Many women who have completed their childbearing do not wish to continue to take a birth control pill daily or use any of the other forms of reversible contraception. Up until recently, the only available options have included a surgery called tubal ligation (tube tying), or a vasectomy for the man. Permanent birth control (sterilization) is meant to prevent pregnancy for the rest of your life. There is a new procedure called Essure. The Essure procedure involves placing a soft, flexible coil through the body’s natural pathway (cervix) into each fallopian tube. This blocks the tubes so that the sperm cannot reach the egg. This does not involve any hormones. Unlike vasectomy for men or laparoscopic sterilization (tube tying) for women this procedure does not require cutting or puncturing the body and requires no stitches and therefore does not cause scars. It involves minimal cramping afterward and can be performed in the office if desired. Three months after the procedure a special type of x-ray (HSG) is performed to ensure that the tubes are completely blocked. This procedure is 99.8% effective and covered by most insurance plans.

Urinary Incontinence

Urinary incontinence is the unintentional release of urine. Even if you are not familiar with the term, you may be all too familiar with the embarrassment and inconvenience it may cause. You may even restrict or avoid physical activity, travel, or social engagements because of your condition. However, it is important to know that you don’t have to live with it. You should also know that you’re not alone. More than 11 million women in the US experience urinary incontinence. The majority have what is known as stress urinary incontinence (SUI), a treatable condition that affects women of all ages. Stress urinary incontinence is the unintentional release of urine during normal everyday activities — laughing, sneezing, coughing, walking, exercising and getting up from a seated position. You may also go to the bathroom frequently throughout the day in order to avoid accidents.

There are two basic causes for SUI. Most commonly, a weakening or damage in the muscle of the pelvic floor causes SUI. These muscles support the urethra (the tube from the bladder through which urine exits the body). Weakened pelvic floor muscles cannot hold the urethra in the correct position. Therefore, activities that put pressure on the bladder (such as a sneeze) may cause the urethra to loose its seal and allow urine to escape. Another cause of SUI is intrinsic sphincter deficiency. The sphincter muscle holds the urethra closed until it’s time to urinate. In women with ISD, the sphincter muscles don’t function as they should and can cause urine to leak during movements. Stress urinary incontinence is not necessarily a natural part of the aging process. The following can contribute to SUI: childbirth, pelvic surgery, chronic constipation, chronic cough, or weak tissue.

If other therapeutic approaches fail,surgery may be required to treat the underlying cause of incontinence.
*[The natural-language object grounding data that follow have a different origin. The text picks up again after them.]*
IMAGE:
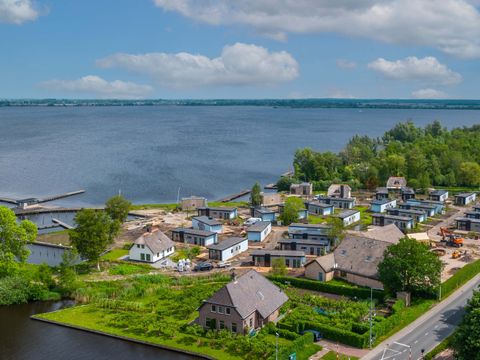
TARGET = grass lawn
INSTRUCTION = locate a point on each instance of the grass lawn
(332, 355)
(114, 254)
(56, 237)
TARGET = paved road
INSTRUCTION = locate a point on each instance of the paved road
(427, 331)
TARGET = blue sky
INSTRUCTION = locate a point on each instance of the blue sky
(240, 49)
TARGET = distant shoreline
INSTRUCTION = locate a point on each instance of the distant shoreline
(280, 103)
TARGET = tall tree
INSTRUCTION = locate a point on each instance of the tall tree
(410, 266)
(117, 207)
(291, 209)
(466, 341)
(14, 237)
(256, 195)
(93, 234)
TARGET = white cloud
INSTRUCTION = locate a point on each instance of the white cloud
(425, 70)
(94, 85)
(453, 26)
(17, 11)
(346, 64)
(428, 94)
(238, 64)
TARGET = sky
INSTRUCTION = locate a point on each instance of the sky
(240, 49)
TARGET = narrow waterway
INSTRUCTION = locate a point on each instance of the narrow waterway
(24, 339)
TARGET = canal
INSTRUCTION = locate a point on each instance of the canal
(24, 339)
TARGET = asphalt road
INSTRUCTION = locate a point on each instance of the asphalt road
(427, 331)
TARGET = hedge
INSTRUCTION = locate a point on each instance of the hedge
(321, 286)
(463, 275)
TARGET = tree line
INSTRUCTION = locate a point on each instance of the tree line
(428, 156)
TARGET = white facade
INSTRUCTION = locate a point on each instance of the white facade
(141, 252)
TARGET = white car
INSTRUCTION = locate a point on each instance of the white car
(251, 221)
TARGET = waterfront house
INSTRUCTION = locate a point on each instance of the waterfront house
(151, 247)
(380, 206)
(227, 249)
(439, 205)
(402, 222)
(221, 213)
(340, 203)
(355, 260)
(429, 210)
(407, 193)
(194, 236)
(264, 257)
(305, 189)
(259, 231)
(472, 214)
(467, 224)
(246, 303)
(416, 215)
(266, 214)
(192, 203)
(395, 183)
(465, 198)
(438, 195)
(349, 217)
(271, 199)
(339, 190)
(302, 213)
(207, 223)
(317, 208)
(381, 193)
(315, 247)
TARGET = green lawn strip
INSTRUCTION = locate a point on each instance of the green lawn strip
(332, 355)
(114, 254)
(90, 318)
(444, 345)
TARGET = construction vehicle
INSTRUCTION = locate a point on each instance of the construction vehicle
(450, 238)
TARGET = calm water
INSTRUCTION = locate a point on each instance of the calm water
(149, 152)
(25, 339)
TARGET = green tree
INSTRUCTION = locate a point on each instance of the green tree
(14, 237)
(279, 267)
(336, 231)
(117, 207)
(466, 341)
(290, 210)
(256, 195)
(93, 234)
(410, 266)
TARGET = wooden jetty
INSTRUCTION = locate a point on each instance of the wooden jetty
(235, 196)
(62, 224)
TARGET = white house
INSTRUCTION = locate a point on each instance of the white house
(259, 231)
(151, 247)
(228, 248)
(349, 217)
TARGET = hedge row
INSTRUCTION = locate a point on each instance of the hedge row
(460, 277)
(345, 290)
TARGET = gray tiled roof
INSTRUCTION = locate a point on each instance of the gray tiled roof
(259, 226)
(156, 241)
(208, 221)
(227, 243)
(249, 293)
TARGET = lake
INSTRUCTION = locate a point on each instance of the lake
(149, 153)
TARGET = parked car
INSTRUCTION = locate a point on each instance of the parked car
(205, 266)
(251, 221)
(316, 334)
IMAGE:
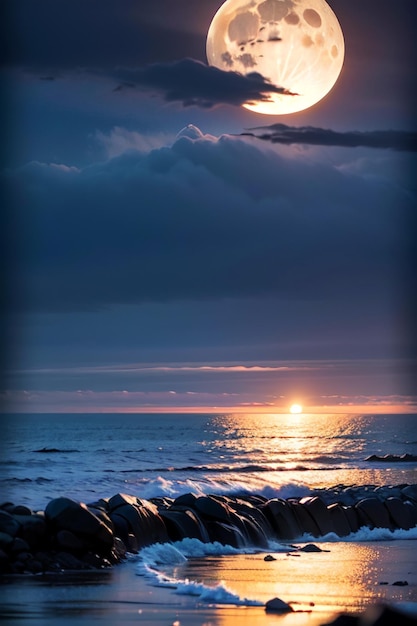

Surgical treatment may deliver the most reliable, permanent results. Today’s procedures are simpler, faster, do not require hospitalization, and cause minimal discomfort afterward. The procedure involves placing a “sling” of mesh tape through the vagina to support the urethra during sudden movements, such as a cough or sneeze. This allows the urethra to remain closed and prevents the involuntary loss of urine. The procedure involves three small incisions and takes about 30 minutes. Most women can return to most normal activities with in a few days.